Navigating the US Tax code can be overwhelming for anyone preparing more than the simplist tax return. How do I report cash income? What expenses can I legitimately deduct? How do I keep records organized? What receipts should I keep? I received a W-2, a 1099, and cash income. Where are these reported on my return? What should I do about “estimated tax payments?”
Whether we like it or not, today’s tax laws are so complicated that filing a relatively simple return can be confusing. It is just too easy to overlook deductions and credits to which you are entitled. Even if you use one of the many tax prep software programs available, there’s no substitute for the assistance of an experienced tax professional.
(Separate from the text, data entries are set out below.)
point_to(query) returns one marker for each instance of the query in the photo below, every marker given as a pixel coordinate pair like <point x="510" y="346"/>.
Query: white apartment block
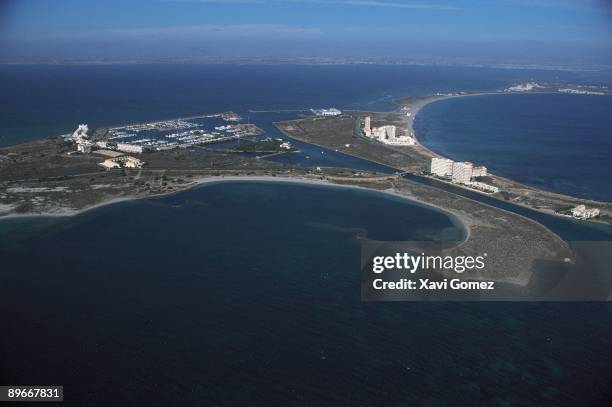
<point x="442" y="167"/>
<point x="367" y="125"/>
<point x="479" y="171"/>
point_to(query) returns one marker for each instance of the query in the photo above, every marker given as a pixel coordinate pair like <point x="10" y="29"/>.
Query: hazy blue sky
<point x="569" y="32"/>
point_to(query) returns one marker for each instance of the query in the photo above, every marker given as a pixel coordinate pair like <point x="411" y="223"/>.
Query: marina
<point x="175" y="133"/>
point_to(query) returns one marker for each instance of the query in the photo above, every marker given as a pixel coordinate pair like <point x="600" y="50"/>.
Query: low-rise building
<point x="84" y="147"/>
<point x="582" y="212"/>
<point x="442" y="167"/>
<point x="130" y="148"/>
<point x="483" y="186"/>
<point x="326" y="112"/>
<point x="125" y="161"/>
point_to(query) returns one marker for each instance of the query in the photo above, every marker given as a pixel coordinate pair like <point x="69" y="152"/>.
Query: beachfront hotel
<point x="462" y="172"/>
<point x="386" y="134"/>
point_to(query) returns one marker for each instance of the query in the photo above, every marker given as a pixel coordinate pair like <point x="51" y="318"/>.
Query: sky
<point x="520" y="32"/>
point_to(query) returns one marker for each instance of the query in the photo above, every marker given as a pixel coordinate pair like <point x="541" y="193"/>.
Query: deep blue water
<point x="249" y="293"/>
<point x="39" y="101"/>
<point x="557" y="142"/>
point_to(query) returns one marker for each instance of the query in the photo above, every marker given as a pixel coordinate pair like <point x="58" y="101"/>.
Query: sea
<point x="556" y="142"/>
<point x="249" y="292"/>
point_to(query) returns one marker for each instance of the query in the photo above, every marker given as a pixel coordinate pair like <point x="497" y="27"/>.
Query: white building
<point x="483" y="186"/>
<point x="442" y="167"/>
<point x="479" y="171"/>
<point x="367" y="125"/>
<point x="84" y="147"/>
<point x="582" y="212"/>
<point x="401" y="141"/>
<point x="80" y="132"/>
<point x="130" y="148"/>
<point x="326" y="112"/>
<point x="122" y="162"/>
<point x="462" y="172"/>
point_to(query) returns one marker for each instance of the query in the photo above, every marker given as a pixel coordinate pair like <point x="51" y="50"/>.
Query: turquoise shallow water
<point x="557" y="142"/>
<point x="249" y="293"/>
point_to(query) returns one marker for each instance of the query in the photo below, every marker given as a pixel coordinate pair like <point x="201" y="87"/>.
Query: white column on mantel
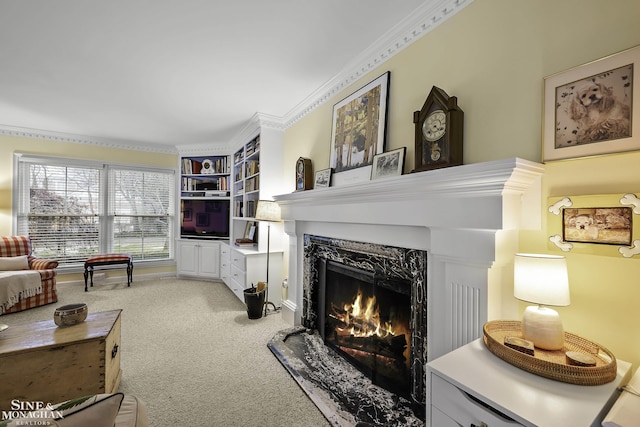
<point x="467" y="218"/>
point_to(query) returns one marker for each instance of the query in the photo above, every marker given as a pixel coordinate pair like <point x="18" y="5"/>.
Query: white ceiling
<point x="182" y="72"/>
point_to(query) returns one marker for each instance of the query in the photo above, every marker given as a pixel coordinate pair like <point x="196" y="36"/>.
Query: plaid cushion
<point x="108" y="258"/>
<point x="47" y="296"/>
<point x="15" y="245"/>
<point x="21" y="245"/>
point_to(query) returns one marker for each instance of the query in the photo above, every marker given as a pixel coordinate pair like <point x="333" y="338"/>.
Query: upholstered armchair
<point x="20" y="287"/>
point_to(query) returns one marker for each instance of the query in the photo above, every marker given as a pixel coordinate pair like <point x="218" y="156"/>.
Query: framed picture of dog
<point x="589" y="110"/>
<point x="607" y="224"/>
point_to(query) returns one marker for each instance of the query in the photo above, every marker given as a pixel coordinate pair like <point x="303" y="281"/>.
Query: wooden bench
<point x="108" y="259"/>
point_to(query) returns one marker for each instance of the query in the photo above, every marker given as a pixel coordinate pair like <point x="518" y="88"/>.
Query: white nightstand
<point x="472" y="387"/>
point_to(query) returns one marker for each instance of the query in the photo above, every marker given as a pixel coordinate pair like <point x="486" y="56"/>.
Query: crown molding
<point x="424" y="20"/>
<point x="46" y="135"/>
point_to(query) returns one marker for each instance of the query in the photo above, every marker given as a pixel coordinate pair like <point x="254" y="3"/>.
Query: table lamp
<point x="268" y="211"/>
<point x="542" y="280"/>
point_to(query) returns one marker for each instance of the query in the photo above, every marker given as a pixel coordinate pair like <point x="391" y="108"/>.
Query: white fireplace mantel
<point x="466" y="217"/>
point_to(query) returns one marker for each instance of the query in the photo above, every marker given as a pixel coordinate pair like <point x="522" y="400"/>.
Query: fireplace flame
<point x="363" y="319"/>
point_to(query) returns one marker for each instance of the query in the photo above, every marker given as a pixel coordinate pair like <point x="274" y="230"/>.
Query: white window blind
<point x="141" y="207"/>
<point x="74" y="209"/>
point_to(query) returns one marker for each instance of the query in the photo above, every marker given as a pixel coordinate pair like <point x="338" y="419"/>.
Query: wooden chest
<point x="40" y="361"/>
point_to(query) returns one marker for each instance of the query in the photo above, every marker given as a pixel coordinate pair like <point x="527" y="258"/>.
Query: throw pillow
<point x="13" y="263"/>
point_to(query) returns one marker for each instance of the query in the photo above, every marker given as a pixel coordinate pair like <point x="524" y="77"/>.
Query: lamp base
<point x="543" y="327"/>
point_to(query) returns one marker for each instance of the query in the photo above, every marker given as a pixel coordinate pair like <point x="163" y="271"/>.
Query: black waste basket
<point x="255" y="302"/>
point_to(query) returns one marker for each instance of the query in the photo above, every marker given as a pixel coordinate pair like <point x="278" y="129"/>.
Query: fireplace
<point x="462" y="223"/>
<point x="347" y="278"/>
<point x="367" y="320"/>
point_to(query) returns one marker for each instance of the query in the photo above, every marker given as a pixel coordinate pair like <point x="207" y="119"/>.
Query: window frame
<point x="106" y="218"/>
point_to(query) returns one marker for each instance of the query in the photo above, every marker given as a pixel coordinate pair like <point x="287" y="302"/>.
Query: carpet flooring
<point x="190" y="352"/>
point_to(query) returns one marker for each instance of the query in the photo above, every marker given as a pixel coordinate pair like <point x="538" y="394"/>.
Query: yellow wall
<point x="11" y="145"/>
<point x="493" y="55"/>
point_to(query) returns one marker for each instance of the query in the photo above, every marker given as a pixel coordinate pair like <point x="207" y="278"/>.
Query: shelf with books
<point x="204" y="176"/>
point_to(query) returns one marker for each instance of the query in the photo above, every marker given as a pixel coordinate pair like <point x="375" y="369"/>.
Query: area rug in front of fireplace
<point x="343" y="394"/>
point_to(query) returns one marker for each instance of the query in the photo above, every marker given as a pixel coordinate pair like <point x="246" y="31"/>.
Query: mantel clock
<point x="438" y="132"/>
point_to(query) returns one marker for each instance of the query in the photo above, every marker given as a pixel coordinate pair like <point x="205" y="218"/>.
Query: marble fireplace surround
<point x="466" y="217"/>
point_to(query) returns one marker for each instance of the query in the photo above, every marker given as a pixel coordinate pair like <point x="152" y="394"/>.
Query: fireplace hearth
<point x="467" y="218"/>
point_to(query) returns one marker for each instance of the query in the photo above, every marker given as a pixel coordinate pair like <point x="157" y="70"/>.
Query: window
<point x="74" y="209"/>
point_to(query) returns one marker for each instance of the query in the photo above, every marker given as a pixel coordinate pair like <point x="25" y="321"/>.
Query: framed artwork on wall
<point x="589" y="110"/>
<point x="607" y="224"/>
<point x="358" y="131"/>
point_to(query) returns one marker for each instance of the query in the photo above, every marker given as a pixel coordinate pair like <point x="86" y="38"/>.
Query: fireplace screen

I will not just take your tax information and then magically deliver a tax return to you. I will personally explain to you in plain language how the numbers work, why one deduction works, and another is not allowable. Pushing the envelope with the IRS is never a good idea, and I will ensure your tax return does not tread in “grey” areas. Being an informed taxpayer is smart business, and will help make each April 15th deadline a little less stressful.
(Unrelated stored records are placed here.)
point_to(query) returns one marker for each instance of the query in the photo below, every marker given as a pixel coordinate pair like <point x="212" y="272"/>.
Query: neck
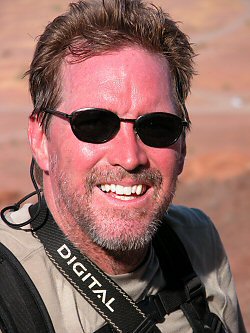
<point x="111" y="262"/>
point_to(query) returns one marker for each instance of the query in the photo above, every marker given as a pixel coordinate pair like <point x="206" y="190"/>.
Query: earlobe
<point x="38" y="143"/>
<point x="182" y="155"/>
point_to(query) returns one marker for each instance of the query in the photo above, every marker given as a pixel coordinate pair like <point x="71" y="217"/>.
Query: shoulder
<point x="20" y="242"/>
<point x="199" y="236"/>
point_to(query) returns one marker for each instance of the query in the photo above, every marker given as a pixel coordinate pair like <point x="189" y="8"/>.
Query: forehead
<point x="125" y="76"/>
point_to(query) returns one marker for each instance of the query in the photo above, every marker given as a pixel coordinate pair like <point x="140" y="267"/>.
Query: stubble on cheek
<point x="113" y="229"/>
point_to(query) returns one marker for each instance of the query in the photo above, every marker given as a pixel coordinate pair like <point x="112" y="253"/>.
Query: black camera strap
<point x="184" y="289"/>
<point x="105" y="296"/>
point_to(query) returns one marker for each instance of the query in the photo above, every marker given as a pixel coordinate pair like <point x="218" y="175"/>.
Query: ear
<point x="182" y="154"/>
<point x="38" y="143"/>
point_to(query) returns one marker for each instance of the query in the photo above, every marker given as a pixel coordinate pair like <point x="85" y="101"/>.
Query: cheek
<point x="166" y="161"/>
<point x="73" y="157"/>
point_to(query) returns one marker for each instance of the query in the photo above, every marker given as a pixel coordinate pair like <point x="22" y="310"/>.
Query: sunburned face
<point x="115" y="191"/>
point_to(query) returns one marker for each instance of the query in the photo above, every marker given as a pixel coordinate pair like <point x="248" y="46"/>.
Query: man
<point x="109" y="81"/>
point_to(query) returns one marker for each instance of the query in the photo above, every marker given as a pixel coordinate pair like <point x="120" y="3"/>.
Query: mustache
<point x="141" y="175"/>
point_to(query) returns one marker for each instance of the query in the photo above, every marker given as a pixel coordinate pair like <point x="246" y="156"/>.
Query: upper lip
<point x="122" y="189"/>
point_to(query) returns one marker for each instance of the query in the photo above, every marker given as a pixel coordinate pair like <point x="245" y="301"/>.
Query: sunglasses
<point x="95" y="125"/>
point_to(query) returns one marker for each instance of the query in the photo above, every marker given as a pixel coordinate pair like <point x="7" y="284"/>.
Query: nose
<point x="126" y="149"/>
I am easy to reach. Phone, email or submit the form on the Contact Me page.
- Tax preparation, business and individual
- Quarterly estimated tax payments
- Payroll and payroll taxes, quarterly and annual payroll tax returns
- Preparation of delinquent (non-filed) tax returns
- IRS payment plans
- Offer in Compromise
- Resolution of IRS notices and letters
- IRS Representation (audits, liens, levies, seizures)
- Tax planning
Unfiled tax returns? IRS problems? I can help.
If you have unfiled tax returns, owe money to the IRS, or have any other unresolved IRS issues, do not delay in contacting us, so that I can determine what actions need to be taken to resolve your tax problems.
Get your IRS File.
Did you know you can obtain a copy of your IRS file? You might be surprised to learn how much the IRS knows about you. Obtaining a copy of your IRS file is critical in analyzing options if you have IRS problems.
You can lose your refund if you fail to file a return after three years.
A compelling reason to file delinquent tax returns is that the clock is running on any refunds due. In cases where a return was not filed, the law provides most taxpayers with a three-year window of opportunity for claiming a refund. If no return is filed to claim the refund within the three years starting with the due date of the return, the money becomes the property of the U.S. Treasury. After the expiration of the refund statute, not only does the law prevent the issuance of a refund check, it also prevents the application of any credits, including overpayments of estimated or withholding taxes, to other tax years that are underpaid.
On the other hand…
The 3-year statute of limitation for the IRS to collect any outstanding balances due does not start until a return has been filed. In other words, there is no statute of limitations for collecting tax if no return has been filed.